About the following message:

BTW looks like i fixed [...]

As I told you, debug-* commands are NOT expected to work with a multi-state resource. This error comes straight to the fact pcs is calling pgsqlms without all the environment variables Pacemaker sets, including TMPDIR, but a lot others that are meaningful to pgsqlms...

Thanks a lot for the answer on my weird question:)
Today I updated pcs and pacemaker and now all working good. Node2 becomes promoted when node1 is dying.

The problem comes from alt linux p10 and old repos on it.

Answer 17 · 2022-07-07T13:10:27.000Z

The problem comes from alt linux p10 and old repos on it.
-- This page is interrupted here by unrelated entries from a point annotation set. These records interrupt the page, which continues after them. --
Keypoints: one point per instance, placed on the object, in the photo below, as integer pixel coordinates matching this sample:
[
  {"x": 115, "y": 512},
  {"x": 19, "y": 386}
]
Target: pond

As far as I know, PAF is compatible with at least Pacemaker 1.1.13 using a corosync 2.x stack.

Do you have some more details about this? Have you been able to pinpoint the issue with old repos?

Answer 18 · 2022-07-15T07:08:23.000Z

The problem comes from alt linux p10 and old repos on it.

As far as I know, PAF is compatible with at least Pacemaker 1.1.13 using a corosync 2.x stack.

Do you have some more details about this? Have you been able to pinpoint the issue with old repos?

Problem was in my cluster configuration and not in old repos. I've changed properties of 'no-quorum-policy' to ignore and 'stonith-enabled' to false and after that problem was solved.

Answer 19 · 2022-07-15T10:15:25.000Z

I've changed properties of 'no-quorum-policy' to ignore and 'stonith-enabled' to false and after that problem was solved.

This is not safe and PAF will not behave correctly without stonith and quorum setup and enabled.